Pear Cornmeal Upside-Down Cake
Adapted from this recipe, Gourmet magazine, February 2008
Gourmet calls this a “johnnycake,” after the griddled cornbread-slash-pancake that is a Rhode Island specialty. I don’t disagree – it was just too much to fit in the title. This is a dessert with actual nutritional value, especially if use whole wheat pastry flour instead of all-purpose. Stone ground cornmeal is the best choice because it is all-natural and has truer corn flavor. You can find it many supermarkets and natural food stores.
1 stick unsalted butter (4 oz.)
2 tablespoon granulated sugar
4 firm-ripe Anjou pears, peeled, halved lengthwise and cored
1/2 teaspoon grated nutmeg, divided
1 cup whole wheat pastry flour (or all-purpose)
3/4 cup stone ground cornmeal
2 teaspoons baking powder
1/2 teaspoon baking soda
1/2 teaspoon salt
2 large eggs, lightly beaten
3/4 cup milk (reduced fat or whole)
1/4 cup pure maple syrup
To serve: additional maple syrup and sour cream
Preheat oven to 400 degrees.
Melt the butter over medium heat in a large cast iron or nonstick skillet.

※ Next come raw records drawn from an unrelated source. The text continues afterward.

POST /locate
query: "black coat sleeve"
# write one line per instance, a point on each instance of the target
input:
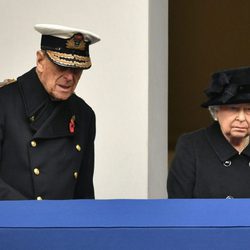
(181, 176)
(7, 192)
(85, 186)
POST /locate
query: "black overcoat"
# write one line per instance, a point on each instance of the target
(206, 165)
(40, 156)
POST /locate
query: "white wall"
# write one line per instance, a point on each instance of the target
(117, 85)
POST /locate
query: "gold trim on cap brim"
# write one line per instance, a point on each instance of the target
(69, 60)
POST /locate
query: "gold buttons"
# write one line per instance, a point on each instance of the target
(75, 175)
(78, 147)
(33, 144)
(36, 171)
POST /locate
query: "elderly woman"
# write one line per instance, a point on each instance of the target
(214, 162)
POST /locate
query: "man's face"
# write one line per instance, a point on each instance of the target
(59, 82)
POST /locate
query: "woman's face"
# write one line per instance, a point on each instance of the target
(234, 120)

Pour all but about 1 tablespoon into a small bowl. Use about 1 tablespoon from the bowl to brush the bottom and sides of an 8- or 9-inch cake pan.
Return the skillet to medium heat, sprinkle the sugar over the butter and add the pears, cut side up. Sprinkle with 1/8 teaspoon of the nutmeg and cook for 5 minutes. Flip the pears, sprinkle with 1/8 teaspoon nutmeg and continue cooking until the cut sides are lightly browned, about 8 to 10 minutes more. Transfer the pears to the cake pan, cut side down.
In a large bowl, whisk together the flour, cornmeal, baking powder, baking soda, salt and the remaining 1/4 teaspoon nutmeg. In another bowl, whisk together the eggs, milk, maple syrup and reserved 6 tablespoons of melted butter. Add the wet ingredients to the dry ingredients and whisk just until smooth. Pour batter into the cake pan over the pears. Bake for 20 to 24 minutes or until the top is golden and sides pull away from the pan (it took 22 minutes with my 8-inch pan). Cool in pan on a rack for 15 minutes, then run a thin knife around the sides to loosen the cake. Invert onto a platter and serve with maple syrup and sour cream.